Genital Tract Fistula

A fistula is abnormal connection or tunnel between two organs in the body, or between an organ and your skin. Fistulas occur when the tissue between two organs is damaged so severely that part of the normal tissue dies off.  This leaves a gap in the normal barrier that becomes permanent as the surrounding area heals.
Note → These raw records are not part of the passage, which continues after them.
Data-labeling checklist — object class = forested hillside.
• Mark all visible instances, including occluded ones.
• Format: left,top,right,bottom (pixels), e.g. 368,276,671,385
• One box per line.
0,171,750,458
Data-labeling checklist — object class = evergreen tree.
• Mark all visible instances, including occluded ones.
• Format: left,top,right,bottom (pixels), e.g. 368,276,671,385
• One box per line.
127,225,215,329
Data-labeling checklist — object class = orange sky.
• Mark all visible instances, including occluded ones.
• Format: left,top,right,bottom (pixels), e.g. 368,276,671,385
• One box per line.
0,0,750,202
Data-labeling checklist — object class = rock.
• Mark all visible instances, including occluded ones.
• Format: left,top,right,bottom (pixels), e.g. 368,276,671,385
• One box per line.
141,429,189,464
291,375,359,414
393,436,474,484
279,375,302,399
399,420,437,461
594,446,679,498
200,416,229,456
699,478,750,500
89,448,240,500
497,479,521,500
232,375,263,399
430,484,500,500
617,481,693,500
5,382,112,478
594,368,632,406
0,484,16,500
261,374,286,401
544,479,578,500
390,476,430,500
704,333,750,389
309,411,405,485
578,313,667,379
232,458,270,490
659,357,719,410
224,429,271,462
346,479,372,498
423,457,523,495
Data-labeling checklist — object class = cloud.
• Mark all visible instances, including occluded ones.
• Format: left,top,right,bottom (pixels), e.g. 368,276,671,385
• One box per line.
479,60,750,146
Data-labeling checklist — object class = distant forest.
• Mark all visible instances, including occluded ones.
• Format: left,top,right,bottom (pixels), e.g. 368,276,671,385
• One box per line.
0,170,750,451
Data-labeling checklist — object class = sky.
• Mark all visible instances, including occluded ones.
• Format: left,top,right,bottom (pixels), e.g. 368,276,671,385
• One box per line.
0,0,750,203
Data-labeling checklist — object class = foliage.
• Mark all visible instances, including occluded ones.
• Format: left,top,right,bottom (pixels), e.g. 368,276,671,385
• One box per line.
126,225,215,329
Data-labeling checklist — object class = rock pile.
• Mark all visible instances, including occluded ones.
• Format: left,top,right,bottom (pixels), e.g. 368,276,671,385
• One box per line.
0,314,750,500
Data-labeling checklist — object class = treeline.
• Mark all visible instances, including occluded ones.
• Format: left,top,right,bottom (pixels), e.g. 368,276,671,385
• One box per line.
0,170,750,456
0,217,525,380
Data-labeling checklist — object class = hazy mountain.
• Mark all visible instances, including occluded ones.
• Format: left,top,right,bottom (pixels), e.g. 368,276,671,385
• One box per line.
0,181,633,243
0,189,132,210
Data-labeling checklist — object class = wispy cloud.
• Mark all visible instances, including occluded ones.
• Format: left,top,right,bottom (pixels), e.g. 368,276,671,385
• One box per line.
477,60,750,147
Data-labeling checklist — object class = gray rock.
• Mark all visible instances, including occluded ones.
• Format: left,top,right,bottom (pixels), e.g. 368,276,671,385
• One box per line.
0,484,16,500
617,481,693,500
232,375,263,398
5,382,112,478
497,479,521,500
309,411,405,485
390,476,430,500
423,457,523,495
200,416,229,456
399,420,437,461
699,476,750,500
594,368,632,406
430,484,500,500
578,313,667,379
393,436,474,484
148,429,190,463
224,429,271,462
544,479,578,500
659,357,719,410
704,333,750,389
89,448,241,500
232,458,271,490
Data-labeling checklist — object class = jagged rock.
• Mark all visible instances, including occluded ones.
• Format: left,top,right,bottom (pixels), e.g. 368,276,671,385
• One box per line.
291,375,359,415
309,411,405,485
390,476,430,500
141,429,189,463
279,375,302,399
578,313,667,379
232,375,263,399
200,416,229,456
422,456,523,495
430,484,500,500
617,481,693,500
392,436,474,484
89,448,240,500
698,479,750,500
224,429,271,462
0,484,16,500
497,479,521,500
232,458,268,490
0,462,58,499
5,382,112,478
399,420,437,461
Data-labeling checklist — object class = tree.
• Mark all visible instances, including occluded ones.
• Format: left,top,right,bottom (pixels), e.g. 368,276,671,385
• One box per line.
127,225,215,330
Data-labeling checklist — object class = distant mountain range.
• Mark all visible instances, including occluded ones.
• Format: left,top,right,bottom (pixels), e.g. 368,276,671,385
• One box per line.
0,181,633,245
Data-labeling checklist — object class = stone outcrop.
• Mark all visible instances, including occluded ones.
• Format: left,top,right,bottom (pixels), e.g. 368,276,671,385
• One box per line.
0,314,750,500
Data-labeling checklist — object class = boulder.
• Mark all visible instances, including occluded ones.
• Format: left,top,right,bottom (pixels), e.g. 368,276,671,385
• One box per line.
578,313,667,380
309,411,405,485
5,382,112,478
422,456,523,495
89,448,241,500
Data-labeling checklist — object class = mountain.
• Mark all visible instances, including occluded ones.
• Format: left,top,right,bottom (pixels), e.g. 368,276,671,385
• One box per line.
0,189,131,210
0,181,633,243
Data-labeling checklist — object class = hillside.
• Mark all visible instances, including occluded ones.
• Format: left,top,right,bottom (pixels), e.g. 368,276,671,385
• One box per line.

The most common fistulas in the female genital tract are vesicovaginal fistulas, between the bladder and vagina, and the rectovaginal fistula, between the rectum and vagina. 

The damage to the vaginal tissue that results in a genital tract fistula can occur because of multiple causes, including childbirth, surgery, pelvic injury, cancer, and chronic bowel conditions. 


How do you know if you have genital tract fistula
The creation of a passage between a pelvic organ and the vagina allows the contents of that organ to enter the vagina.  In the case of a vesicovaginal fistula between the bladder and vagina, urine leaks into the vagina.  There are other types of urine leakage described under Urinary Incontinence, but the leakage associated with a vesicovaginal fistula is different as urine flows into the vagina constantly.  Similarly, women with a rectovaginal fistula, between the rectum and vagina, have leakage of stool into the vagina.

If you have been diagnosed
The diagnosis of a genital tract fistula begins with a thorough assessment of your symptoms and pelvic exam.  It is important to rule out other causes of urinary and anal incontinence.  This may require imaging tests such as a  CT scan of MRI scan.  In other cases tests are done that allow your provider to look in the bladder (cystoscopy) or rectum (proctoscopy).

Treatment options
For a vesicovaginal fistula, if the fistula is small, has just formed, and has not fully healed, then it may respond to conservative treatment. This usually involves placing a tube or catheter in the bladder of ureter, which attaches the bladder to the kidney.  This provides diversion of the urine flow that may allow the hole to close.  Most cases are managed by surgically repairing the hole.